A jak sobie radzić z nieprzyjemnym uczuciem stresu?
Niestety kontekstu w jakim się znajdujemy, nie da się zmienić, ale możemy zacząć myśleć o stresie w inny sposób. Natomiast nasze nastawienie do stresu może bardzo dużo zmienić. Dowodem na to są wyniki badań opublikowane w 2012 roku przez grupę badaczy z uniwersytetu Wisconsin. Badanie trwało ponad 8 lat i objęło swoim zasięgiem ponad 30 tysięcy osób. Badacze pytali tych ludzi: „Ile stresu doświadczyłeś w ubiegłym roku?” oraz „Czy stres wg ciebie jest szkodliwy?”, a po pewnym czasie sprawdzano, kto z ludzi badanych niestety zmarł.
Wyniki badań jasno pokazują, że prawdopodobieństwo śmierci osób, które doświadczyły dużo stresu, wzrosło o ponad 40 proc.! Jednak, co najważniejsze, te stwierdzenie było prawdziwe tylko dla osób, które wierzyły w to, że stres jest szkodliwy. Natomiast badani, którzy doświadczyli dużo stresu w przeciągu ostatniego roku, ale wierzyli, że stres nie wpływa źle na nasz organizm, mieli niższe prawdopodobieństwo śmierci nawet od osób, które doświadczyły mało stresu!

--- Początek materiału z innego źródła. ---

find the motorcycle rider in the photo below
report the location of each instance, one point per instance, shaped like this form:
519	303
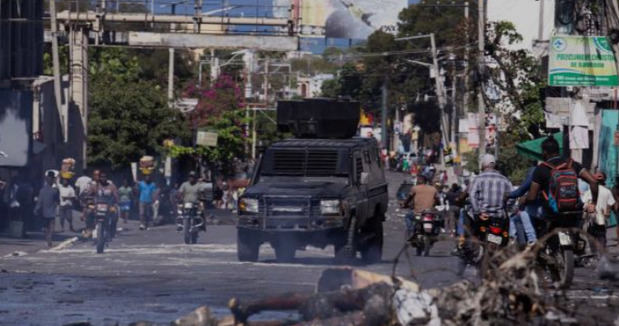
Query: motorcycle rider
543	174
105	192
603	207
86	195
423	197
489	190
189	191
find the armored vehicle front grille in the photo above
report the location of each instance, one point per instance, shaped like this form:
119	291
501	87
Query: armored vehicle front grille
321	162
314	162
289	161
287	206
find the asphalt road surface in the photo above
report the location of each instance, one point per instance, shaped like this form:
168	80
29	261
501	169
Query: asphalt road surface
152	276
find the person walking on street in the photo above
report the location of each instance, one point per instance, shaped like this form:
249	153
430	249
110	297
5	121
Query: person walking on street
544	173
67	195
489	190
124	194
47	204
615	192
454	208
146	189
526	211
422	197
603	207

Zatem wniosek jest paradoksalny, bo nie szkodzi nam sam stres, ale wiara w to, że stres jest szkodliwy!
Stres da się lubić
Takie mylne przekonania o szkodliwości stresu powstają w konsekwencji tego, że nie wiemy, co się z nami dzieje. Odczuwamy stres jako nieprzyjemne doświadczenie i chcemy się go pozbyć. Natomiast stres sam w sobie jest pomocną reakcją naszego ciała na zaistniałe wydarzenia. Cała reakcja naszego ciała ma nas zmobilizować do działania. Częstotliwość naszego oddechu się zwiększa, aby tlen mógł dotrzeć do każdej komórki w naszym ciele, serce bije szybciej, aby krew mogła dotrzeć do całego organizmu, źrenice się rozszerzają, abyśmy mogli więcej dostrzec. Zrozumienie tych podstawowych mechanizmów może prowadzić do złagodzenia, a nawet całkowitego wyeliminowania negatywnych skutków stresu na nasz organizm.

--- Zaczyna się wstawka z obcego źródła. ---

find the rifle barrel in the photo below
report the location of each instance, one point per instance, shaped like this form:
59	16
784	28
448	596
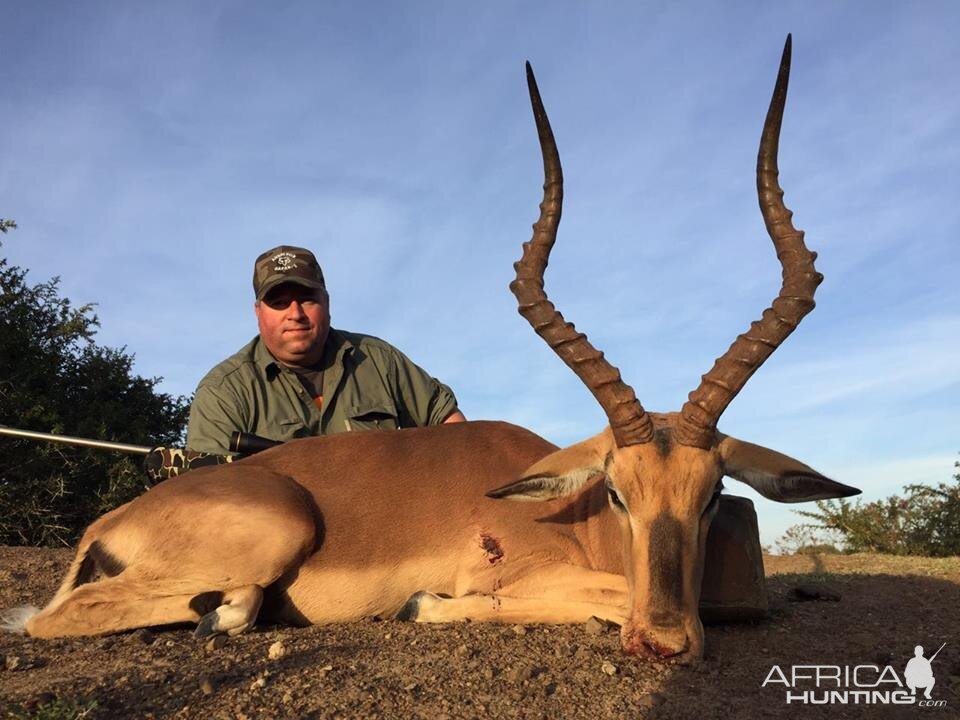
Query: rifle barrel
83	442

Stres zawsze będzie w naszym życiu, nie możemy pozbyć się go całkowicie. Im bardziej będziemy walczyć ze stresem, tym bardziej będzie on narastał. Dlatego warto go po prostu zaakceptować i być świadomym tego jaki pozytywny i mobilizujący wpływ ma na nasz organizm. Ta metoda powoduje zamianę stresu w przyjemne emocje takie jak podekscytowanie, mobilizacje czy entuzjazm.